Norman Rockwell, Freedom from Want, 1943. Courtesy U.S. National Archives and Records Administration; public domain

Hegel, for instance, recognises in the Elements of the Philosophy of Right (1820) that the family has evolved in the way that it has, because to grow up to be a psychologically healthy, autonomous individual, everyone needs to have ready access to a source of particular, unconditional love early on (this, in fact, is necessary for us to engage productively with the world beyond the home). There is, of course, no necessary reason why this need must be fulfilled by our biological parents (although it is often both convenient and preferable for all concerned if it is). But we still need, ideally, to receive primary care from consistent figures, with whom we are able to form strong, loving bonds: just as we need the ground to remain steady, if we’re ever going to learn to walk. The same goes for elder care as well, even if that’s not so much about psychological development. Again, biology need not be the overriding factor here (though it might still be one of them). But it is undignified to force an ailing person to be looked after by a stream of different nurses who never have time to develop any sort of bond with them – and it should be no coincidence that often, when an older person is consistently looked after by the same person over time, they might ultimately come to see them as a daughter or a son.

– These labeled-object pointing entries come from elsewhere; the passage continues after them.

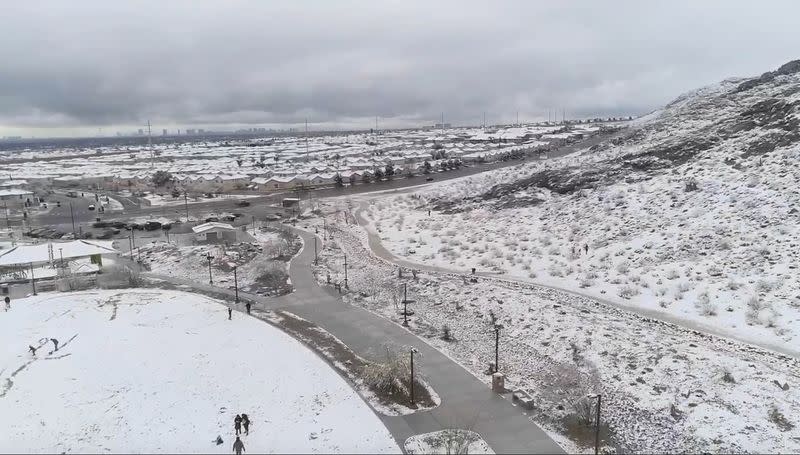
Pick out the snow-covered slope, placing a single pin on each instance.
(152, 371)
(691, 214)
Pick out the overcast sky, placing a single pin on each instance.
(71, 67)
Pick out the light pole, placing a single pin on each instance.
(209, 257)
(33, 280)
(596, 423)
(235, 284)
(186, 205)
(411, 386)
(72, 215)
(497, 328)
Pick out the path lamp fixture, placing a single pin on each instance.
(235, 284)
(405, 305)
(497, 328)
(33, 279)
(411, 386)
(596, 423)
(209, 257)
(72, 215)
(345, 272)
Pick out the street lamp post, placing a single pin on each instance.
(72, 215)
(596, 423)
(345, 272)
(33, 280)
(209, 257)
(411, 386)
(497, 328)
(235, 284)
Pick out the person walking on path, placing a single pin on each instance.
(238, 446)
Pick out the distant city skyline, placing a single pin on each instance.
(239, 64)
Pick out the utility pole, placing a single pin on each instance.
(345, 272)
(497, 348)
(209, 257)
(150, 145)
(236, 284)
(411, 386)
(33, 280)
(186, 205)
(596, 424)
(71, 214)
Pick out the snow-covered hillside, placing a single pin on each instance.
(690, 215)
(164, 371)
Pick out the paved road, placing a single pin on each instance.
(466, 401)
(61, 218)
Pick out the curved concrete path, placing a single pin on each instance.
(466, 402)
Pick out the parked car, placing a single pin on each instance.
(152, 225)
(107, 234)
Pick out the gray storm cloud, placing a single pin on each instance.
(97, 63)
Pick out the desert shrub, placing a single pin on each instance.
(388, 377)
(117, 276)
(626, 292)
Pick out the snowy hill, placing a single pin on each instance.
(690, 215)
(153, 371)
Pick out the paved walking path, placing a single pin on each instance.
(466, 402)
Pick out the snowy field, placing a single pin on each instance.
(165, 371)
(665, 389)
(660, 222)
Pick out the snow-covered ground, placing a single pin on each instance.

Lewis, I suppose, would want to resist that thought, since she thinks we should now learn to talk in the looser language of ‘kith’ ties (comrade, neighbour, friend) as opposed to ‘kin’ ones. But I guess I just can’t really see the point. Even if, as Lewis emphasises, there is nothing ‘natural’ in nature (nature is dynamic, and always changing, and we are a part of that process of change), it remains ‘natural’ to us to use the language of family, just so long as we both need, and enjoy, family-type bonds. Lewis speaks of a love that might exist, or thrive, beyond the family. But while I know directly both the love of my family, and love for my friends, Lewis never gives this different type of love any sort of real, satisfactory definition. Indeed, towards the end of the book she even talks of it as a ‘nothing.’ A ‘glorious and abundant nothing,’ for sure. But a ‘nothing’ regardless.

At the risk of sounding glib: I can’t feed my kids on nothing. The family might be bad or unsatisfactory in all sorts of ways – the nuclear family certainly isn’t really working, as an institution, for most actual families right now. But we need the family, because it fulfils a particular set of needs. These needs are not things that can be, simply, wished away. And we all have had, or will have, those needs at some point in our lives. Abolish the Family is a timely provocation. But the real work must be to reform the family, to make it work for us today.